Gas receipts by pipelines collecting supplies from the Western Canada Sedimentary Basin (WCSB) of British Columbia, Alberta, Saskatchewan and Manitoba have fallen by 15% since prices and drilling peaked in the region four years ago.

During the 2006-07 heating season, when prices still held up strongly in the US$10/MMBtu area and annual Canadian drilling topped 22,000 wells per year, WCSB production was 16.5 Bcf/d. In the 2009-10 heating season, after prices and drilling fell by more than 50%, the total shrank to 14 Bcf/d.

Canadian industry, financial and government forecasters alike predict that the supply trend will continue for at least the next two or three years.

Drilling is recovering this year from the hard-times level of about 8,000 WCSB well completions last year, say the principal field operations trade groups, the Canadian Association of Oilwell Drilling Contractors and the Petroleum Services Association of Canada. But oil has replaced gas in the activity driver’s seat. From 70% or more of WCSB drilling, gas has dropped to the target for less than half of Canadian industry activity. Oil is the objective for up to 90% of 2010 drilling budgets disclosed by senior producers that formerly focused on gas such as Penn West Energy.

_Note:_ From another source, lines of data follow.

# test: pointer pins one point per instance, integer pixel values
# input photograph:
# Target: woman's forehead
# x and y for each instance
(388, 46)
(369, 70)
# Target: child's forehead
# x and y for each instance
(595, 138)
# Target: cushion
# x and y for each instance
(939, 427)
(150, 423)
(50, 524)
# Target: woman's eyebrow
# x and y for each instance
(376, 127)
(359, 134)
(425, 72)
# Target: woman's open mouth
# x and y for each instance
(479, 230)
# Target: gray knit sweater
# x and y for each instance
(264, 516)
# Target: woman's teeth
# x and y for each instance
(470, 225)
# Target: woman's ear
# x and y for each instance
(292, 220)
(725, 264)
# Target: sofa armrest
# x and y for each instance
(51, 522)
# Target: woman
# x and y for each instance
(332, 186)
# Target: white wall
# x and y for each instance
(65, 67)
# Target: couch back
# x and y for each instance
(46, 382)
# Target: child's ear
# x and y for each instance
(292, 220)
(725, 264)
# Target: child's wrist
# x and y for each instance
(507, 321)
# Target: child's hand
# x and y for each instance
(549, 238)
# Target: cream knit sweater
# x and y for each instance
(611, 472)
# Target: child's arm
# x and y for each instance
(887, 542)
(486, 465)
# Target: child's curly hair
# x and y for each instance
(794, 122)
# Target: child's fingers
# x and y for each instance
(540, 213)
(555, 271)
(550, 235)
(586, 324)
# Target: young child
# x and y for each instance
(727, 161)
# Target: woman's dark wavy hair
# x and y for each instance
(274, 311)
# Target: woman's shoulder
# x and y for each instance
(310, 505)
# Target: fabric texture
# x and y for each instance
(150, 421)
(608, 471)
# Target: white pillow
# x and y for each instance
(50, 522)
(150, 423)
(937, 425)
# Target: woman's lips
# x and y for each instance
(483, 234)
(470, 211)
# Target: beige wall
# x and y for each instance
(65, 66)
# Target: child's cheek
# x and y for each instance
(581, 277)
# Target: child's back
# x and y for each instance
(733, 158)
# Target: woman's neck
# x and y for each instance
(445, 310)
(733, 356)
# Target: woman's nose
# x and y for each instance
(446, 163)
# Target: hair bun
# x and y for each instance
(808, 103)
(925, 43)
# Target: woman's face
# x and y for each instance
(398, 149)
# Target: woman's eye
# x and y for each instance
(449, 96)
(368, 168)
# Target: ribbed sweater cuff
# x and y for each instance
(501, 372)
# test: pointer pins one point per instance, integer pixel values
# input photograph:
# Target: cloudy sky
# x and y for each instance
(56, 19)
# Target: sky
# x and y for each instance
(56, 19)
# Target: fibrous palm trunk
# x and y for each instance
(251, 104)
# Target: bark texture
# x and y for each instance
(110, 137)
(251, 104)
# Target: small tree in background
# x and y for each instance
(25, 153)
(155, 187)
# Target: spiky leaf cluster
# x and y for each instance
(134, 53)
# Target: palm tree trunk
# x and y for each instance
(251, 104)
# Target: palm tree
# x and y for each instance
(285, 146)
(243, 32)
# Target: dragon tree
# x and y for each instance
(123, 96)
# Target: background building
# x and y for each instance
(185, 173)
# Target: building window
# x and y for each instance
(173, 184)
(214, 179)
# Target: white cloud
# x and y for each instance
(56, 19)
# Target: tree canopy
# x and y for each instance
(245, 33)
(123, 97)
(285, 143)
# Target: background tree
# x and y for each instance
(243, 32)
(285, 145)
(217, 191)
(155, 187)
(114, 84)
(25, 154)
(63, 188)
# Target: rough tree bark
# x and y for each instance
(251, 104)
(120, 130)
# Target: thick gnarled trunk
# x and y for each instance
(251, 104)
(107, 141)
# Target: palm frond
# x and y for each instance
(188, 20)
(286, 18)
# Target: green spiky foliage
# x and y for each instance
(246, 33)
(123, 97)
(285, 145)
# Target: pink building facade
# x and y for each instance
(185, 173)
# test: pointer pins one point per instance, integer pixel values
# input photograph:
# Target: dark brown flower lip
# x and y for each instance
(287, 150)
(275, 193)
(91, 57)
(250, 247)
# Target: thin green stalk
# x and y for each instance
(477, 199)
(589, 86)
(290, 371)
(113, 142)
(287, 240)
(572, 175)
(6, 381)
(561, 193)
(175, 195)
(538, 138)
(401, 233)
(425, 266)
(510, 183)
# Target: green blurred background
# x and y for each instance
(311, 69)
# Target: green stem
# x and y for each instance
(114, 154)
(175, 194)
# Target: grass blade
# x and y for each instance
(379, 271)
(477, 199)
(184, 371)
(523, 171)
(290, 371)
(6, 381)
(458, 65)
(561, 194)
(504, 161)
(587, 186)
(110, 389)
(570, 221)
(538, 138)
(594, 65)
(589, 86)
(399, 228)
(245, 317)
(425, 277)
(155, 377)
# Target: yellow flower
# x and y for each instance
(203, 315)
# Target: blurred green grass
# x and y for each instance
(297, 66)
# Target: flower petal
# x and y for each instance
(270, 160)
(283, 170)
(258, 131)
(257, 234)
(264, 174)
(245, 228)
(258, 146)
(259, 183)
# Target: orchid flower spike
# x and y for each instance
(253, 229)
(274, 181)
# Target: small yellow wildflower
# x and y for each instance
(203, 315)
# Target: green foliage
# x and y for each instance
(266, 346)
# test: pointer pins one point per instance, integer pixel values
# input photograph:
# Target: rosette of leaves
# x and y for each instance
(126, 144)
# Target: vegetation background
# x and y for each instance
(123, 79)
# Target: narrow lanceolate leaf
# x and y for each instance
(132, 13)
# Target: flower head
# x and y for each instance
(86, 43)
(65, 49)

Unconventional “tight” and shale supply development, while accelerating, is still only in its infancy in Canada compared to the U.S. The new sources, led by early production in northern BC and starting to spread into Alberta, are expected initially to be too gradual in developing to make up for deterioration of aging conventional wells.

Peters & Co. analysts, who make a specialty of covering field contractors in detail, are tracking gradual evolution in Canada of the new high-productivity technologies: horizontal gas drilling and geological formation “fracing” or fracturing flow channels into rock formations with high-pressure fluid injections. The Peters count of the jumbo high-tech operations has gradually climbed from 3.5% of Canadian gas wells in 2007 to 5.3% in 2008 and 7.7% in 2009. This year, then again in 2011, the investment house predicts that high-tech wells will account for 16% of WCSB gas drilling.

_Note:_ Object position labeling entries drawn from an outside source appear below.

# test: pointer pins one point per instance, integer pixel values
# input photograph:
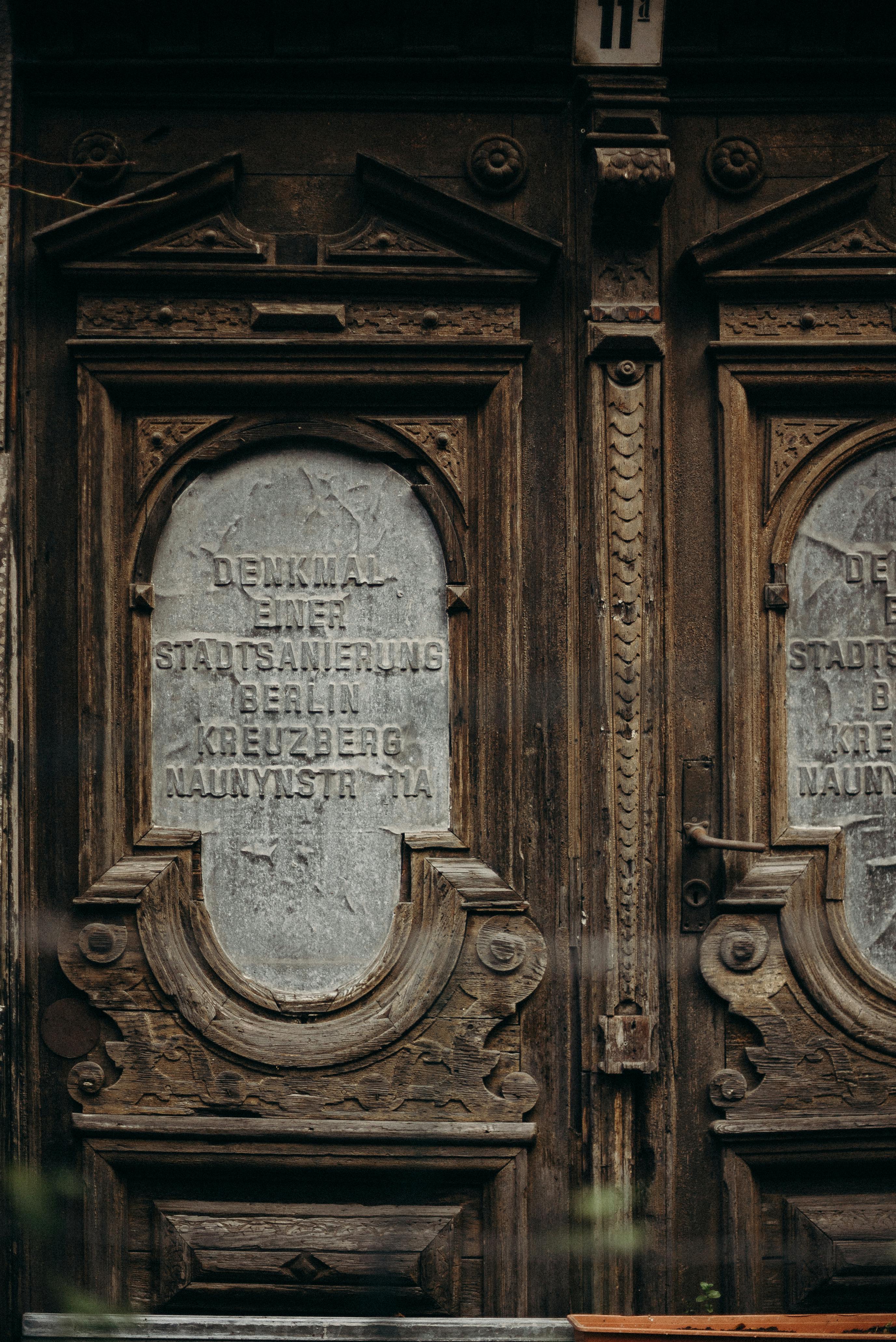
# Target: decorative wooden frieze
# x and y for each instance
(159, 439)
(168, 316)
(808, 321)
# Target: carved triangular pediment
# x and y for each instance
(383, 243)
(860, 242)
(408, 231)
(216, 238)
(815, 239)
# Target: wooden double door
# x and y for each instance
(396, 620)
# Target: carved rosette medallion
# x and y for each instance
(99, 159)
(736, 166)
(497, 166)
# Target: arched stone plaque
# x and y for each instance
(300, 684)
(842, 688)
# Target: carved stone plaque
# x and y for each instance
(301, 702)
(842, 688)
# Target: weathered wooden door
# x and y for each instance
(432, 524)
(304, 834)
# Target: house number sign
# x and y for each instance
(842, 688)
(300, 681)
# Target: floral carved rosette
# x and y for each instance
(497, 166)
(736, 166)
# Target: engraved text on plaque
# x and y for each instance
(301, 702)
(842, 688)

But some of the new unconventional supplies are liable to be siphoned out of the international gas trade between the United States and Canada by steady increases in demand from thermal oil sands projects in northern Alberta. Bitumen extraction with processes employing hot water and steam uses on average about 1 MMBtu of gas per barrel of production. The fuel consumption is often higher by growing operations that use underground separation of oil and sand with parallel horizontal steam injection and production wells, a system known as SAGD or steam-assisted gravity drainage.

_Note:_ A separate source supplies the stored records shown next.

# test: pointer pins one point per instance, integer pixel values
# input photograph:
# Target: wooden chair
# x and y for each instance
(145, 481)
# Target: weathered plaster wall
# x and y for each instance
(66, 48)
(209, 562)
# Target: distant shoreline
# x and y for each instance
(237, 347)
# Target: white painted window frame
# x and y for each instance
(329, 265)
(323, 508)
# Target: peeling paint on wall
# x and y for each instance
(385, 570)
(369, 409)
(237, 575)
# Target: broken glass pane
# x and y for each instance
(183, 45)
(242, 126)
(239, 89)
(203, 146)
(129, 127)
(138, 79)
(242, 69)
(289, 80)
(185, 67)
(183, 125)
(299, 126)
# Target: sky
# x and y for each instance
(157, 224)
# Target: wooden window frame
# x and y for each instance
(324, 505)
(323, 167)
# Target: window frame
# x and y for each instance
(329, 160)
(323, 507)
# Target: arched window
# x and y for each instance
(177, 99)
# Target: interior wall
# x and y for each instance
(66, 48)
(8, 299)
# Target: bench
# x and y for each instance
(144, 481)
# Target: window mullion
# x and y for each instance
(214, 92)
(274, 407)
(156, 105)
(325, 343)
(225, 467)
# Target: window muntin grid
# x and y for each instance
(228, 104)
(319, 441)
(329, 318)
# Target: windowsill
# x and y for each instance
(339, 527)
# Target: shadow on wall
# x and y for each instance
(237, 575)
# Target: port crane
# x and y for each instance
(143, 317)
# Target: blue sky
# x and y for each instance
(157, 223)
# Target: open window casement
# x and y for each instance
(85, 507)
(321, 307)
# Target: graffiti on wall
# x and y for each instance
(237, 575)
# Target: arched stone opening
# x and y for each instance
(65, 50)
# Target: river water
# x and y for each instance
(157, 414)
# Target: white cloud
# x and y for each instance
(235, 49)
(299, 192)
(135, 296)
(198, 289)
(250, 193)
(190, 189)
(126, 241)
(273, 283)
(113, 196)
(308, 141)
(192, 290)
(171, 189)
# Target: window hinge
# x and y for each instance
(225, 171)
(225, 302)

The Alberta industry is in position to increase gas use steadily as a result of an addition by TransCanada Corp. to its NOVA grid spanning the province. Construction has been completed early and gas is flowing as of this spring on a new route called North Central Crossing. The line runs from a point near the BC boundary to the heart of the most active oil sands districts in northeastern Alberta.

High oil prices, announcements that projects deferred since the 2008 financial collapse are back on track again, and fresh infusions of foreign investment including a recent spate of joint-venture deals with Chinese conglomerates have prompted the Canadian Association of Petroleum Producers (CAPP) to raise its oil sands development forecast.

Counting only plants now operating or under construction, CAPP projects that oil sands production will rise from 1.5 million barrels daily this year to 2 million in 2015 and remain there with modest increases indefinitely. But the new growth outlook, taking into account the current bitumen belt revival, calls for oil sands production to keep on rising to 3.2 million b/d as of 2020 and 4 million b/d by 2025.